Liputan6.com, Brasilia - Para ilmuwan di Brasil tengah meneliti fenomena unik kawanan kambing yang mampu bertahan hidup—bahkan berkembang biak—selama lebih dari dua abad di pulau terpencil tanpa sumber air tawar yang diketahui.
Kambing-kambing tersebut hidup di Pulau Santa Bárbara, salah satu dari lima pulau vulkanik yang membentuk Kepulauan Abrolhos, sekitar 70 kilometer dari lepas pantai Bahia. Para peneliti menduga hewan itu pertama kali dibawa oleh para penjajah berabad-abad lalu sebagai cadangan makanan, kemudian ditinggalkan ketika pemukiman di pulau itu gagal bertahan.
Advertisement
Catatan sejarah menunjukkan keberadaan kambing di pulau tersebut telah berlangsung lebih dari 250 tahun. Hal ini dianggap luar biasa karena pulau kecil yang kering dan berangin itu tidak memiliki sumber air tawar alami, dikutip dari laman Oddity Central, Minggu (8/3/2026).

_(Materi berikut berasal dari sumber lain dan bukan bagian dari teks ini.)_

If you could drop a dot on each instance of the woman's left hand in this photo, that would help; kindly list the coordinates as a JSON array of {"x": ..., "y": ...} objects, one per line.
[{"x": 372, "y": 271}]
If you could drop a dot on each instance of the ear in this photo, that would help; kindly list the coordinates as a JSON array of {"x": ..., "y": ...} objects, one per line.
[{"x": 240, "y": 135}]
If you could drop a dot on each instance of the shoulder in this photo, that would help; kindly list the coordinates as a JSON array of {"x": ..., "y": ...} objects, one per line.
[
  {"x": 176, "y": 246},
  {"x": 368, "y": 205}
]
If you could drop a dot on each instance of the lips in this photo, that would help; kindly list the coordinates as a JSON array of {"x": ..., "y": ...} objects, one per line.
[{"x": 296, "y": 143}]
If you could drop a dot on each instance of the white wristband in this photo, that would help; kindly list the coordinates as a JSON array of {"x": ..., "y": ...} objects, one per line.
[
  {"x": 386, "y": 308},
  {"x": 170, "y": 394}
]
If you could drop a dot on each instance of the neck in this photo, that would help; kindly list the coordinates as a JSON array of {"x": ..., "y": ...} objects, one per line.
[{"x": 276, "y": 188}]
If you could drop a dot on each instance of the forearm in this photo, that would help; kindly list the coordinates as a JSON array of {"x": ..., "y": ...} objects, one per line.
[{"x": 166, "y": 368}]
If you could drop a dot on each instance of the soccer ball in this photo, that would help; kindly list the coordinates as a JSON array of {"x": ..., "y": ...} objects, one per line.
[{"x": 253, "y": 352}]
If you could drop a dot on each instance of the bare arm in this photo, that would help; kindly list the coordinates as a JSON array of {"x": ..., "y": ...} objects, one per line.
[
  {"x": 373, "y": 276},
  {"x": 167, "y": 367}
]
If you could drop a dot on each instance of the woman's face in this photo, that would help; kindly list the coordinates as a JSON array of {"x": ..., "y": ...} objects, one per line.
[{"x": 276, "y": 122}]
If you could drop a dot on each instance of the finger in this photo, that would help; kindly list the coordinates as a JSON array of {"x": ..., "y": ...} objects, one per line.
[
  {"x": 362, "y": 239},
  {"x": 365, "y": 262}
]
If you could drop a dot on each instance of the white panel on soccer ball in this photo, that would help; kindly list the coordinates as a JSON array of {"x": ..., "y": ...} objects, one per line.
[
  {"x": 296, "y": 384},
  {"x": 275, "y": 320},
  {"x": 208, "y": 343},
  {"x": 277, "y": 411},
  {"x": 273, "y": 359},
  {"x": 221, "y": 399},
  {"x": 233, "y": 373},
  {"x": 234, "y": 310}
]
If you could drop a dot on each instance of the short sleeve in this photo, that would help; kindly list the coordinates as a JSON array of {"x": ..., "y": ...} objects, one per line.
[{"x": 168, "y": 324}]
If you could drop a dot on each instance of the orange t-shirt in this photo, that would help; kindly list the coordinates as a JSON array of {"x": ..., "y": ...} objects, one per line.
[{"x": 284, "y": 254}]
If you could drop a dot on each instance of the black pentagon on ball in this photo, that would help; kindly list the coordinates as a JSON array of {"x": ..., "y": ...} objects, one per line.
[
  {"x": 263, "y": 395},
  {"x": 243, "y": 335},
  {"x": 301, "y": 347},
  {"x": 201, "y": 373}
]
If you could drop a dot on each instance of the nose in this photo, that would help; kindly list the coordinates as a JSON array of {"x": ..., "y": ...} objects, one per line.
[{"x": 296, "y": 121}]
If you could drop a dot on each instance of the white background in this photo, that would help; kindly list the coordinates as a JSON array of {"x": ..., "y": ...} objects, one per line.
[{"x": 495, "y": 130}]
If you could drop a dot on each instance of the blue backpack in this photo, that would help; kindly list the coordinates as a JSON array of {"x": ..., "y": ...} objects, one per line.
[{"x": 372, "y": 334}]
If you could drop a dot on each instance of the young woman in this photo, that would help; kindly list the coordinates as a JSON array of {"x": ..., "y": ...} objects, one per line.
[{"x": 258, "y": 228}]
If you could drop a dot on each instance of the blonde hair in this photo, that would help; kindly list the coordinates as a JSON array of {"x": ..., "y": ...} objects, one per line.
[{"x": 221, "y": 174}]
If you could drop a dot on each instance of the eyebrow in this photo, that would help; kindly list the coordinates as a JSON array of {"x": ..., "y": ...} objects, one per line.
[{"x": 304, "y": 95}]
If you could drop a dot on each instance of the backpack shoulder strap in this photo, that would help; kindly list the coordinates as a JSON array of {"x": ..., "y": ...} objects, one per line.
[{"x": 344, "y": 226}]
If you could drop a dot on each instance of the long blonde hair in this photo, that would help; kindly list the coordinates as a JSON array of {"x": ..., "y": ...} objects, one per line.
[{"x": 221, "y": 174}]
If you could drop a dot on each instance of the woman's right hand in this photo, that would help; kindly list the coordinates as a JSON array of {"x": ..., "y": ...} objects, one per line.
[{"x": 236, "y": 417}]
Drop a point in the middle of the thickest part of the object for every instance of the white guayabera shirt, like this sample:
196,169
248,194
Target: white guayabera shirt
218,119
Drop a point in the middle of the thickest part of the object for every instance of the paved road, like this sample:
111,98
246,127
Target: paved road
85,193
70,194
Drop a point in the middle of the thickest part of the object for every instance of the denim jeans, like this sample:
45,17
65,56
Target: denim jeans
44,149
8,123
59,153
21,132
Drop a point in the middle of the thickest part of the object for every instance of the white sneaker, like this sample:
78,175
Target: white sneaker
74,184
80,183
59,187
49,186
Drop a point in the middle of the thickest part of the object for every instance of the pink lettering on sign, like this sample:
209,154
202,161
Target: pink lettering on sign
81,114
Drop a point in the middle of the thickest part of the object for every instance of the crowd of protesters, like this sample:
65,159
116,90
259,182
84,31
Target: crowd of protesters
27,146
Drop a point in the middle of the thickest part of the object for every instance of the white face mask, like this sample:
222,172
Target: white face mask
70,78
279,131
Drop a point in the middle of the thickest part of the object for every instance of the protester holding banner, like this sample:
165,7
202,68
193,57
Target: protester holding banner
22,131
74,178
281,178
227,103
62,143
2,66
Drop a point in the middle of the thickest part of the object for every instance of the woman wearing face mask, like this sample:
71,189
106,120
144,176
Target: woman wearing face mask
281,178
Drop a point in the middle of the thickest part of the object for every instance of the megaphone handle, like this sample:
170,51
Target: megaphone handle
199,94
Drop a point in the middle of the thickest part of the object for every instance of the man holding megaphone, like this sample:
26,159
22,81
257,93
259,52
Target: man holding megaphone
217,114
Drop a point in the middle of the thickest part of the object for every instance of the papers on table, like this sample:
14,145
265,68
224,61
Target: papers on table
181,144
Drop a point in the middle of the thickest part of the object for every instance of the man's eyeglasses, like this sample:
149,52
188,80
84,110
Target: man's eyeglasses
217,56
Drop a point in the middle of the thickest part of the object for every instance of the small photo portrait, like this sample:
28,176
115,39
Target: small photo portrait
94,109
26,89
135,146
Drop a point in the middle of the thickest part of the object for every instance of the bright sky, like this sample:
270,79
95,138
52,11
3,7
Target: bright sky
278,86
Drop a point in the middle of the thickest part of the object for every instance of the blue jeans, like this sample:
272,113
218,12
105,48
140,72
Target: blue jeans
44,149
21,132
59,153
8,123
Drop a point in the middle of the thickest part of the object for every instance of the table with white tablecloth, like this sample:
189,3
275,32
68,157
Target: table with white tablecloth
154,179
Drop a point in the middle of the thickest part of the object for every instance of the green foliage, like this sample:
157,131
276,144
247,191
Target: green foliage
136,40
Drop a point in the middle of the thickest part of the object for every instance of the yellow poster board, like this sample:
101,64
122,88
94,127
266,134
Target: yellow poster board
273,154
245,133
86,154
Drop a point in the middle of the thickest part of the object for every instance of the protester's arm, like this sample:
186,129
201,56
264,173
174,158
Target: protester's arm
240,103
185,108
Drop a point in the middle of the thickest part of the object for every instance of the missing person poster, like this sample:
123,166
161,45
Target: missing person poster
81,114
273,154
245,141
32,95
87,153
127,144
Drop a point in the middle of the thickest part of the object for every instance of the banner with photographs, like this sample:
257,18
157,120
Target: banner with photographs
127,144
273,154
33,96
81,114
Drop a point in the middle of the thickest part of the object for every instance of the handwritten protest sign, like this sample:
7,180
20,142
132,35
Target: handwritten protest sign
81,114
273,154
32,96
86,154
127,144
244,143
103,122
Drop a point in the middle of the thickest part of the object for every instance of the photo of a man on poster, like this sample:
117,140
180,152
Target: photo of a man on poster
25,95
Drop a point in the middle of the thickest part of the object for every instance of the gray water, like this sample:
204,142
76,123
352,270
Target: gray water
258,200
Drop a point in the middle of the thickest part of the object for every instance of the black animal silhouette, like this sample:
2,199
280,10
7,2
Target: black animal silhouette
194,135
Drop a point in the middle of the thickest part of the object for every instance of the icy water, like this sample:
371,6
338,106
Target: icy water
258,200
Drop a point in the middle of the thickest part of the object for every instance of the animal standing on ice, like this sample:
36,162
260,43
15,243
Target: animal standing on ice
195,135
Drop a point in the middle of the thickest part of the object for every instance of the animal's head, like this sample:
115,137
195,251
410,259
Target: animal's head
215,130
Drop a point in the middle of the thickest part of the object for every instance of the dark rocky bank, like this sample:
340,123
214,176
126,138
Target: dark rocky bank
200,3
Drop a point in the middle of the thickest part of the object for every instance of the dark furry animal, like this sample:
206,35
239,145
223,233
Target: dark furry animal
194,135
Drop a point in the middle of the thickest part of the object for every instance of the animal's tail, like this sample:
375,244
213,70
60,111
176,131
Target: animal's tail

Meski hidup dalam kondisi keras, populasi kambing di Santa Bárbara justru berkembang pesat. Namun keberadaan mereka akhirnya dinilai mengancam ekosistem lokal, terutama bagi sejumlah spesies burung laut yang berkembang biak di pulau tersebut.
Bulan lalu, Instituto Chico Mendes de Conservação da Biodiversidade yang mengelola Taman Laut Nasional Abrolhos memindahkan 27 kambing terakhir dari pulau itu. Langkah tersebut diambil setelah para peneliti menyimpulkan bahwa populasi kambing mengganggu keseimbangan ekologis, termasuk memengaruhi tujuh spesies burung laut yang bersarang di sana.
Meski demikian, hewan-hewan tersebut tidak dimusnahkan. Para ilmuwan justru ingin mempelajari kemampuan unik mereka bertahan hidup dengan sedikit—atau bahkan tanpa—air.
“Kami percaya mereka mengembangkan kemampuan adaptasi yang luar biasa untuk bertahan hidup,” kata kepala Taman Laut Nasional Abrolhos, Erismar Rocha.
Rahasia Genetik Mereka Bertahan Hidup
Selama bertahun-tahun penelitian, para ilmuwan mengaku tidak pernah sekalipun melihat kambing-kambing itu minum air. Hal itu memunculkan berbagai hipotesis mengenai cara mereka bertahan hidup.
Sebagian peneliti menduga kambing tersebut mungkin beradaptasi dengan meminum air laut, sementara teori lain menyebut mereka memperoleh cairan dari tanaman lokal bernama Beldroega yang memiliki kandungan air tinggi.
Menariknya, kambing-kambing tersebut tidak hanya bertahan hidup, tetapi juga berkembang dengan baik. Peneliti menemukan sebagian besar kelahiran di pulau itu berupa kelahiran kembar, yang menunjukkan kondisi kesehatan dan nutrisi mereka cukup baik.
Dengan mempelajari populasi kambing dari Santa Bárbara, para ilmuwan berharap dapat memahami mekanisme ketahanan ekstrem hewan tersebut. Temuan itu berpotensi membantu pengembangan ras ternak yang lebih tahan terhadap kekeringan dan perubahan iklim, khususnya di wilayah kering seperti Brasil bagian timur laut.